Okaloosa Island, Florida (CNN) -- If you could have painted the day, it would have been a Monet. A white sandy beach, blue sky and a green ocean that you may have only seen in dreams.
Florida's Emerald Coast, on a Sunday.
The only thing out of place were the BP contractors in green shirts and yellow rubber boots, with shovels, rakes and of course, the oil.
"I think it's fantastic that they have a community of people out here trying to clean up," said Matt Minardi of Athens, Georgia.
"If I see anything out there that concerns us, we may rethink that, but so far it looks good," he told CNN.
Matt Minardi and his family came from Athens for the beach, not the tar balls. They're getting a lot of the beach, and fortunately, only a few tar balls.
Just feet from their umbrella, beach cleanup workers were busy scooping up the pea-sized oil fragments that seem to come in and out with the tide on a semi-regular basis, all along Florida's Panhandle from Pensacola in the west to Panama City in the east.
"We're going to keep an eye on the weather. Where the oil is, where it came in from," said Okaloosa County Commissioner John Jannazo.
"And we're cleaning up. We had some oil ... and we picked it up, just like that," he said.
Most of the oil is in very small amounts of weathered oil. It's small and scattered. Florida has not seen or felt the pain that comes with the arrival of thick, black crude on the shoreline.
Is there oil on the beach near you?
"It definitely takes a little away from it, but we're here and we're going to try and enjoy ourselves," said Mike Werkmeister of St. Louis.
"We didn't feel like trying to arrange something else, and we also felt like we should come down and support this community, too, cause they definitely are feeling the effects of this," he said.
Those effects are hitting the Panhandle right smack in the wallet. Tourism is down about 30 to 40 percent, according to state tourism officials. More and more cancellations are coming in each day, throughout the state, where 80 million visitors brought in $60 billion dollars in 2009.
Florida county to feds: Stay out of the way
"If you say oil or tar ball to a tourist, they mentally see Louisiana," said Carol Dover of the Florida Restaurant and Lodging Association, referring to the thick molasses-like oil that has soaked Louisiana's wetlands.

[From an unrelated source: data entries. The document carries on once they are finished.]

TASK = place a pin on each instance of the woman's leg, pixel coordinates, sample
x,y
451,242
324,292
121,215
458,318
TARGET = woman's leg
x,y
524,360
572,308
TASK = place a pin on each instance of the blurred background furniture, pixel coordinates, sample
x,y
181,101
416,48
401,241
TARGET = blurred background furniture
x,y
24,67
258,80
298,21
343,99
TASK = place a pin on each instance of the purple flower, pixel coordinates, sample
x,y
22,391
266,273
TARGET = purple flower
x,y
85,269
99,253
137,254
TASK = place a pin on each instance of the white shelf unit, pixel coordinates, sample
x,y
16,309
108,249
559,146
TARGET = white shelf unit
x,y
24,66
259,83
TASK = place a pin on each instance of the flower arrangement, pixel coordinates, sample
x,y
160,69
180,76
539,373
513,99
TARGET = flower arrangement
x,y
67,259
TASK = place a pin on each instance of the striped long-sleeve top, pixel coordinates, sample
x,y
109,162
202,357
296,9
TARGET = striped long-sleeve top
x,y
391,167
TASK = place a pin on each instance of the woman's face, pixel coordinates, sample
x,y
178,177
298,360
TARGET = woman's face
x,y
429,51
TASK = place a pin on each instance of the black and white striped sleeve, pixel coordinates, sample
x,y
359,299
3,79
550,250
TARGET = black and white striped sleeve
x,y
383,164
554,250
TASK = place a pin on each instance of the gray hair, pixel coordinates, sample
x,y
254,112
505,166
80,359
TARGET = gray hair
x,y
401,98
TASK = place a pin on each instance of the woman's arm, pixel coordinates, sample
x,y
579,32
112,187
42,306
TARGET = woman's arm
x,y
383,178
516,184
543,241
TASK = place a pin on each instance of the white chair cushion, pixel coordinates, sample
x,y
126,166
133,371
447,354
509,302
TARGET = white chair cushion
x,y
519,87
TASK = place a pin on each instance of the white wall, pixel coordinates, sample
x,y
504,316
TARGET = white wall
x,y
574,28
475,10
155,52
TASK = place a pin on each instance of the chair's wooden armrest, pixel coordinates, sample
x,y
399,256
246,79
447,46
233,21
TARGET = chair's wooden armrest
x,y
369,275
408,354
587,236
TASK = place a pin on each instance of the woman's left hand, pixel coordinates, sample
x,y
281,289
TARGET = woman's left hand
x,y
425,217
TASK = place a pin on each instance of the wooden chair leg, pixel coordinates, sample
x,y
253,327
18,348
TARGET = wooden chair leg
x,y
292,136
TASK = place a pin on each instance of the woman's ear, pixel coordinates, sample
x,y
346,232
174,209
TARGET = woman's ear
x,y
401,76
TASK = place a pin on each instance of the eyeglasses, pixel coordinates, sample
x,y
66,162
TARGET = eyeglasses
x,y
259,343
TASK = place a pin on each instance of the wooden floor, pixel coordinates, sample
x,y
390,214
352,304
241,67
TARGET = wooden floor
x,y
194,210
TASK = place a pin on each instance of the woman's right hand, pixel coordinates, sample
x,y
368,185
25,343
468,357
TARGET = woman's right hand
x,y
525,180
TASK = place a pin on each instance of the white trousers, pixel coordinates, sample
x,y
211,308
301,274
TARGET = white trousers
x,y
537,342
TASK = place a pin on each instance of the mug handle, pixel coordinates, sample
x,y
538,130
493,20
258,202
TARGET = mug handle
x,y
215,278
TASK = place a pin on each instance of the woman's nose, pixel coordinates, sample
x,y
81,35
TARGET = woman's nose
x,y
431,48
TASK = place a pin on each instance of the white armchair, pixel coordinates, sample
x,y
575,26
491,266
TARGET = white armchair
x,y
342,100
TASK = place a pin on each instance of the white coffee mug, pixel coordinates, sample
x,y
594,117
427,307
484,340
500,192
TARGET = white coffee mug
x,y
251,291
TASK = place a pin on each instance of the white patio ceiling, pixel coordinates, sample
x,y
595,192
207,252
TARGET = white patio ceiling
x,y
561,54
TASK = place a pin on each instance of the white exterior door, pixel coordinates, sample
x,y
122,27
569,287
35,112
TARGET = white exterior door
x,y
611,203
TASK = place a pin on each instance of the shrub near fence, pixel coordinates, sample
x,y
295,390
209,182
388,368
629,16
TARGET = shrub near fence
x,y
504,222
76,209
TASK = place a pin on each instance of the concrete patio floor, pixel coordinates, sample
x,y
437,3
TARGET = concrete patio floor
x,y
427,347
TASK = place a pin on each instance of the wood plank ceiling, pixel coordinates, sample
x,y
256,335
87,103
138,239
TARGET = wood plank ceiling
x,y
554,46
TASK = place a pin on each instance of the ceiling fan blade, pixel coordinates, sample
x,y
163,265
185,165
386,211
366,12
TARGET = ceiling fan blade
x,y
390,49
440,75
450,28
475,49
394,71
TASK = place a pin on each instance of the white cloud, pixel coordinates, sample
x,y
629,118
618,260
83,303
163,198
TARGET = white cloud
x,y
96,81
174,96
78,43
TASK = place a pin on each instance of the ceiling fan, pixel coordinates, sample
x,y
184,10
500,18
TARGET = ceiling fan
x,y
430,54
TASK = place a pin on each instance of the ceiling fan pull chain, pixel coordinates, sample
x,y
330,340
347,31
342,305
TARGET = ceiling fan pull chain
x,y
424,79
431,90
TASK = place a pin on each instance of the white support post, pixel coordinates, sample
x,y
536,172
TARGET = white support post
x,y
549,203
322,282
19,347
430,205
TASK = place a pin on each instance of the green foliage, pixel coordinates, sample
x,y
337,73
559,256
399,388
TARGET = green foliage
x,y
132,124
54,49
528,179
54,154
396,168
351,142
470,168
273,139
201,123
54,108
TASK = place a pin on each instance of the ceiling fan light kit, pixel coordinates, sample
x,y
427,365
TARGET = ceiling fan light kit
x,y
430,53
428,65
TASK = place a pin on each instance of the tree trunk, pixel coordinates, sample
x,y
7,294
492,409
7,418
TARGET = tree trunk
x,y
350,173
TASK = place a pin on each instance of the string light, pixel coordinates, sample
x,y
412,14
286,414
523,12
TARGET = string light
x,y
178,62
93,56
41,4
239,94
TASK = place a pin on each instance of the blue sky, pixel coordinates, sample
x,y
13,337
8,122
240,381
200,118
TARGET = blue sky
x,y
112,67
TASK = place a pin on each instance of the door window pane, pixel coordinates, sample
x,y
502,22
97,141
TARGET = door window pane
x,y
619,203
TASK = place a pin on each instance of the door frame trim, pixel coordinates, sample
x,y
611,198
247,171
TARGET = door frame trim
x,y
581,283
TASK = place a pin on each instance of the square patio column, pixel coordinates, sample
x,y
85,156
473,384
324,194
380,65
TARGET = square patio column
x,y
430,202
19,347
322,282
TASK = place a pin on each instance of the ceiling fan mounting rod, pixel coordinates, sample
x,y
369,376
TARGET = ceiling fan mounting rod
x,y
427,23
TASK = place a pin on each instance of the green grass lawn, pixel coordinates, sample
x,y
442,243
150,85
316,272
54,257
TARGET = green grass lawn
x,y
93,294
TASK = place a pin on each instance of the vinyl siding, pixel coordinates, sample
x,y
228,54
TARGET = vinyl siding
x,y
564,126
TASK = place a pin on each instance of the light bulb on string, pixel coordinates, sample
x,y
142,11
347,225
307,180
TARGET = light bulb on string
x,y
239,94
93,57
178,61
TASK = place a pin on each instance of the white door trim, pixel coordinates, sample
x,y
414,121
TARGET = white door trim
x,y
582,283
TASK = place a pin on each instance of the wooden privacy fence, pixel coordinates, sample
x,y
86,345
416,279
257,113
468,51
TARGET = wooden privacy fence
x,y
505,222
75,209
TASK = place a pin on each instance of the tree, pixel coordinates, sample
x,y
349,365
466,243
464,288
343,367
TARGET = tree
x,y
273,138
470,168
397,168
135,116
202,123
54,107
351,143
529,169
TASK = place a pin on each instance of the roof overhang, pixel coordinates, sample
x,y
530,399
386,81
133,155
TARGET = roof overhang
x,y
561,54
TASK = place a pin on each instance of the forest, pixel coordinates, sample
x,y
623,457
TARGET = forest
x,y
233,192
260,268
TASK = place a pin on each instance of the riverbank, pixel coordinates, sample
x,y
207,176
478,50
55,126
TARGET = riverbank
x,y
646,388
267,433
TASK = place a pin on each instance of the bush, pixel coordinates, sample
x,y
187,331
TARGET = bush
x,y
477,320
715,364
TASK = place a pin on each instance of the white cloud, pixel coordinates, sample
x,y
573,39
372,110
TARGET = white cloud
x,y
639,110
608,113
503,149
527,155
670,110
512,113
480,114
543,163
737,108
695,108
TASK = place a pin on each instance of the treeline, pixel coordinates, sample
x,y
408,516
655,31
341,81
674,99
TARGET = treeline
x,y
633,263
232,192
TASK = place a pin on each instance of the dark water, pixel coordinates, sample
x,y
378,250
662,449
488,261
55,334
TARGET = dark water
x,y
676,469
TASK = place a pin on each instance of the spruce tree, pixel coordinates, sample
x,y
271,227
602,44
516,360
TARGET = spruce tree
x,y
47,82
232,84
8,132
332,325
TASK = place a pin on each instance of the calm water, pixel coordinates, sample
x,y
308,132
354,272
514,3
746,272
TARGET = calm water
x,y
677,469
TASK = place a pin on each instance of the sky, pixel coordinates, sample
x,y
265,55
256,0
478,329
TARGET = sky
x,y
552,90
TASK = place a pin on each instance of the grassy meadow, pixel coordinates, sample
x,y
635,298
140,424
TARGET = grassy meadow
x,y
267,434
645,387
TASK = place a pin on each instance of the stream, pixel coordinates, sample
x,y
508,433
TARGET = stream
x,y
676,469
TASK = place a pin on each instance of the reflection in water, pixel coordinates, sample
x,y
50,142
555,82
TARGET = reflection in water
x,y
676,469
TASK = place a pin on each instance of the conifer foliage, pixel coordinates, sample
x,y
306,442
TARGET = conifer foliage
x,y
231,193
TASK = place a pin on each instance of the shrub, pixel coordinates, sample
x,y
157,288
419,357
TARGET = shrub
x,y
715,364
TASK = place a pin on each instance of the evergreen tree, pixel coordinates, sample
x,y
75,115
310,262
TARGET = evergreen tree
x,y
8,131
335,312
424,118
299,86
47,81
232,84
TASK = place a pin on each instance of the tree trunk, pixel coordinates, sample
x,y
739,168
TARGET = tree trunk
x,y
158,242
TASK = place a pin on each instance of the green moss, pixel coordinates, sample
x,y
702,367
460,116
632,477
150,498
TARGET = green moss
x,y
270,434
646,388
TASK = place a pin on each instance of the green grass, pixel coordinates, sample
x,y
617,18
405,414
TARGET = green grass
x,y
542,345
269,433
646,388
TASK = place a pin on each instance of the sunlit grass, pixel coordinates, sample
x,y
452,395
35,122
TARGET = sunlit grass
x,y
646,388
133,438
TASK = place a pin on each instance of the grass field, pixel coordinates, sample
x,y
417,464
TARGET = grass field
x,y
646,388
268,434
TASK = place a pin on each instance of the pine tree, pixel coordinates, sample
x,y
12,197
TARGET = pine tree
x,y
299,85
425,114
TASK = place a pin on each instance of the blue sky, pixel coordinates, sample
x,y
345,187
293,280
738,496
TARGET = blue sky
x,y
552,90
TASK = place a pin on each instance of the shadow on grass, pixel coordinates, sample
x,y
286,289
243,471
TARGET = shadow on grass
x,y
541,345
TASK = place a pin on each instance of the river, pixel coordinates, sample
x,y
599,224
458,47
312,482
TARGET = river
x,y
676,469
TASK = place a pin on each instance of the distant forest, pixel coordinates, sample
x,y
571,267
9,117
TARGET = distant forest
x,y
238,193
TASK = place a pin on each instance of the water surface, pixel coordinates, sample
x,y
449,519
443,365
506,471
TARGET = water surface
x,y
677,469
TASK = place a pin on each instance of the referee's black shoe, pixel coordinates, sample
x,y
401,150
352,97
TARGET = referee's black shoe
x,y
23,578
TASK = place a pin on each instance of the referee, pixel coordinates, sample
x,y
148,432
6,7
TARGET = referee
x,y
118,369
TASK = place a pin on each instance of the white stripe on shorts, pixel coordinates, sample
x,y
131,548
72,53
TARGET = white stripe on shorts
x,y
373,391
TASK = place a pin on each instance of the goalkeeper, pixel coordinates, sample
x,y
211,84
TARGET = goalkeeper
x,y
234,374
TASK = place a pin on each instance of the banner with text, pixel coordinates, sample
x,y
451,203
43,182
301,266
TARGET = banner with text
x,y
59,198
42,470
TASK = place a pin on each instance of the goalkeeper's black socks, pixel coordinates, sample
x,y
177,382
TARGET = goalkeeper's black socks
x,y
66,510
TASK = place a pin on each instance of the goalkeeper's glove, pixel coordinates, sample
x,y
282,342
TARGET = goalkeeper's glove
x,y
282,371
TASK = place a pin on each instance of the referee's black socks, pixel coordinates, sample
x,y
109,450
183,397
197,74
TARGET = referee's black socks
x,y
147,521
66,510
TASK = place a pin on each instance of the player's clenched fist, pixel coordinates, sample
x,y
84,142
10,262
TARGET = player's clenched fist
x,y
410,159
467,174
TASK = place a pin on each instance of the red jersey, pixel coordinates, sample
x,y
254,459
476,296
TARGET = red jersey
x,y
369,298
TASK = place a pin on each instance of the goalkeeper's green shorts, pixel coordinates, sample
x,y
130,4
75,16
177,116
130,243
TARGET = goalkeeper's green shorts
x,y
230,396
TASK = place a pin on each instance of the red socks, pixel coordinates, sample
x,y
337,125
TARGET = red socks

That's why local officials are quick to get the cleanup crews to those limited places where the weathered crude has come ashore.
"It's an ongoing fight. We're anticipating continuing to find and fight oil in places it rises to the surface, for the foreseeable future," said Lt. Matthew Anderson of the U.S. Coast Guard.
"Our operations are deployed to support this on a wartime footing," he told CNN.
But on Crab Island, the only thing on people's minds was enjoying a day on the water, while they still can.
Boaters flock to this sandbar in the Destin Pass, to hang out and listen to the floating band. And, while they weren't overly distracted by oil, the thought of BP CEO Tony Hayward on his yacht this past weekend raised the blood pressure of some and was a bit of a head scratcher for others.
"He's probably in some really clean water. No oil. So, he's not trying to stop the oil leak," said one man.
Johnny Springfield has lived here for 20 years. He says his boating business is down 60 to 70 percent, but his anger is a little on the high side.
"You kind of have to look at that two ways," he explained. "One. He was relaxing and he was out on his boat, and we hate that. But on the good side of things, he wasn't down here runnin' his mouth."